DocSend Personal starts at $10/month. Dropbox's own tracking is dead. The gap between "send and hope" and "send and know" just got more expensive — unless you find something built specifically for the freelancer workflow.

How ClientDrop Works

Step 1: Paste your deliverables — Google Drive links, Figma files, Dropbox folders, Loom walkthroughs, YouTube references. Add a message. Hit send.

Step 2: Your client gets a clean, branded page with everything they need. No account. No login. No friction.

Step 3: You get notified the moment they open it.

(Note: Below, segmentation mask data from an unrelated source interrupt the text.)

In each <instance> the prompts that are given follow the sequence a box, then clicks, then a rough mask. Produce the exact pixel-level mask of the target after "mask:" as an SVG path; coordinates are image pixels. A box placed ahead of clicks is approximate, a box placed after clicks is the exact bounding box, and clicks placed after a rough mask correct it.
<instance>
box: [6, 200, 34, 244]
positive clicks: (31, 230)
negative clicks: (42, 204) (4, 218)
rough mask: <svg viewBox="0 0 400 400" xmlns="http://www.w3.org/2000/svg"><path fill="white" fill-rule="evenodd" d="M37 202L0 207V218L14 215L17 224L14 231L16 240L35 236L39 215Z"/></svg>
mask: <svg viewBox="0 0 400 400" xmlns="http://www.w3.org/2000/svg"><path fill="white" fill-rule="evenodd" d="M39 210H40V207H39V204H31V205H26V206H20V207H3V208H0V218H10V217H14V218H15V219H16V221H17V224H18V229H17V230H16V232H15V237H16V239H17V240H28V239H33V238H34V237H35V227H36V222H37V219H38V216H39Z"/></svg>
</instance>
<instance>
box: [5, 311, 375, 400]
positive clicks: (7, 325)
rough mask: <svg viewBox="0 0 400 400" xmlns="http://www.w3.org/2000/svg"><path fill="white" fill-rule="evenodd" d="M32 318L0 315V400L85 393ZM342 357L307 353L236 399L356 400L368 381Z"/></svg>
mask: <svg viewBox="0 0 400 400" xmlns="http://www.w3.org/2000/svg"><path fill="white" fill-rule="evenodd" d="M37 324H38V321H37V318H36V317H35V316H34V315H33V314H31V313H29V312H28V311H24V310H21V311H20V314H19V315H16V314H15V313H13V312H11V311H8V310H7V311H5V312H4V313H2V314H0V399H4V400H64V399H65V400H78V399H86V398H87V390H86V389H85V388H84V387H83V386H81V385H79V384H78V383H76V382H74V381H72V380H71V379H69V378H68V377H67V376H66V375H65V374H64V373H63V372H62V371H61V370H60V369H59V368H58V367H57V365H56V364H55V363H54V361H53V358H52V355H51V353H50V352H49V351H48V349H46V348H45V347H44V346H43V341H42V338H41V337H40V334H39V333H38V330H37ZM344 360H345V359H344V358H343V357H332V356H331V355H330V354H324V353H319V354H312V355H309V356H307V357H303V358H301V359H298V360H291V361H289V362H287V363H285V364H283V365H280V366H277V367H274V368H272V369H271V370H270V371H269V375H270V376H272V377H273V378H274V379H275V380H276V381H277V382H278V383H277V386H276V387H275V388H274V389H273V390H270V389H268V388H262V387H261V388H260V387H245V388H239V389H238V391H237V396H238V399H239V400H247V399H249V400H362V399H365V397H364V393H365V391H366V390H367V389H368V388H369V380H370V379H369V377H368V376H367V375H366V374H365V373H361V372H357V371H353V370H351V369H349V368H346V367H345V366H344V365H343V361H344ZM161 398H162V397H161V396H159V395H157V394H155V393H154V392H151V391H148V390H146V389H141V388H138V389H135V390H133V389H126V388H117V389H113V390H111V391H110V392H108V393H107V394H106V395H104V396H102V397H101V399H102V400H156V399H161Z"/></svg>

You see which files they viewed, how long they spent, and when they came back. "Sarah viewed your homepage mockup at 3:47pm and spent 4 minutes on it." That sentence alone changes how you work.

The difference in one line: DocSend tracks whether an investor read your pitch deck. ClientDrop tells you whether your client saw the work you delivered — and lets them approve it with one click.

What About the Other Alternatives?

PDFTrackr ($4–8/month) — PDF-only tracking with page analytics. No approval, no link aggregation, no messaging. Closest in spirit but limited in scope.

HoneyBook ($140M ARR) — Full client management suite. Contracts, invoicing, scheduling. Powerful, but doesn't answer the deliverable visibility question at all. You'd use HoneyBook and ClientDrop.

Delivr.studio ($5.99/month) — Clean delivery portal for freelancers. No read receipts, no view tracking. Beautiful but blind.

Mailtrack / Mailsuite — Email open tracking. Tells you they opened the email. Doesn't tell you they opened the file. That's the gap.

Try it in 30 seconds. No account needed.

See the demo portal. Paste a link. Watch the tracking appear.

Open the Demo

DocSend proved that document tracking is a $165 million category. But it was built for a different workflow, a different user, and a different problem. Freelancers don't need investor analytics. They need to know one thing: did my client see my work?